I love canning with my mom for a million reasons. It makes me feel like a character out of the Little House series. I like getting to spend time with Mom, chatting about this and that and everything. I love using our food mill; it was my great-grandmother’s and it makes me feel connected to my family history. Canning also makes me feel more connected with the earth, the seasons, and my food. I like knowing where my apples came from, and I like knowing that I’m living more in tune with when certain products are available. I’ll eat apples all year long, but preserving is a good reminder that we wouldn’t have apples all year if not for modern transport. And beyond all of that, I love how good the house smells for hours!
And in several months, I’ll still be eating and sharing the fruits of our labors. Earlier in fall, Mom and I typically can currant jelly, peach jam, and sometimes we experiment with other fruits. I’ve taught a handful of friends how to can; we like to make strawberry-lemon marmalade for PB&J sandwiches and blueberry jam for scones. There is nothing better, in my opinion, than opening a jar of golden peach jam in February when it’s dark and cold. Peach jam is summertime in a jar.
I’ve also been knitting this break! I’m working on a pair of yoga socks for my yoga teacher and friend, Maggie. These are by far the easiest socks anyone can make, because you skip the heel and the toe! I’m using a pink and purple and gray yarn, and I’m really pleased with how they came out.
For me, Thanksgiving is the perfect time to knit. (OK, let me be perfectly clear. Any time is a good time to knit. I’m addicted.) I’ve never actually knitted anything for myself; I’ve given all my projects to important people in my life. When I knit, I try to make every stitch a promise, a hope, and a wish for good things. It’s something I truly enjoy doing, and it’s a good way for me to tell someone how much I care about them without having to deal with all the awkwardness of actually conversing.
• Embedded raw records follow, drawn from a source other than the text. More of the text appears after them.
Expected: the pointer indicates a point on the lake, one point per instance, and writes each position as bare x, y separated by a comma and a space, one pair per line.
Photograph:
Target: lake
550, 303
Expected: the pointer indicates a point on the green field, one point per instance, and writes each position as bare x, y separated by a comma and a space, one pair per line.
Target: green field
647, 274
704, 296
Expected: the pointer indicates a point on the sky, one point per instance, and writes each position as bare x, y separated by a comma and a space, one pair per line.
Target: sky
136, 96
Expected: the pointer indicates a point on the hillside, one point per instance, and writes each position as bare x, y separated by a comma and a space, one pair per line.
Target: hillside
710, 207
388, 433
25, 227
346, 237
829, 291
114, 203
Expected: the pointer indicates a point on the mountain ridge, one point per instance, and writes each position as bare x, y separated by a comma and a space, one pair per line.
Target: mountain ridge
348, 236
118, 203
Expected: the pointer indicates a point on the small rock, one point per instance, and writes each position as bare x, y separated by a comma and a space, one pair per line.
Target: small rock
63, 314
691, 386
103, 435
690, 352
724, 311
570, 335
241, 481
Since I am so deeply grateful for the incredible people I have in my life, knitting over Thanksgiving break fits right into the mood.
I’m also giggling a bit to myself as I write this today because this post is a fabulous example of how different parts of me twist together in interesting ways. I love coming home (hobbit) in part because I get to go skiing and hiking through the woods to find a Christmas tree (adventurer). I spent all break knitting (old lady) yoga socks (adventurer again). Adventuring requires energy and bravery and spontaneity, while being an old-lady-hobbit is nourishing and rejuvenating. Perhaps they aren’t so unrelated after all.
Your homework for this week: how do you spend your breaks? Do you go on crazy adventures, cozy up at home, or some combination of the two? How do you feel connected to your most important people?
Happy Thanksgiving, my friends. Thank you for reading, for thinking, and in general for being good people. You make the world better, and that’s something to appreciate.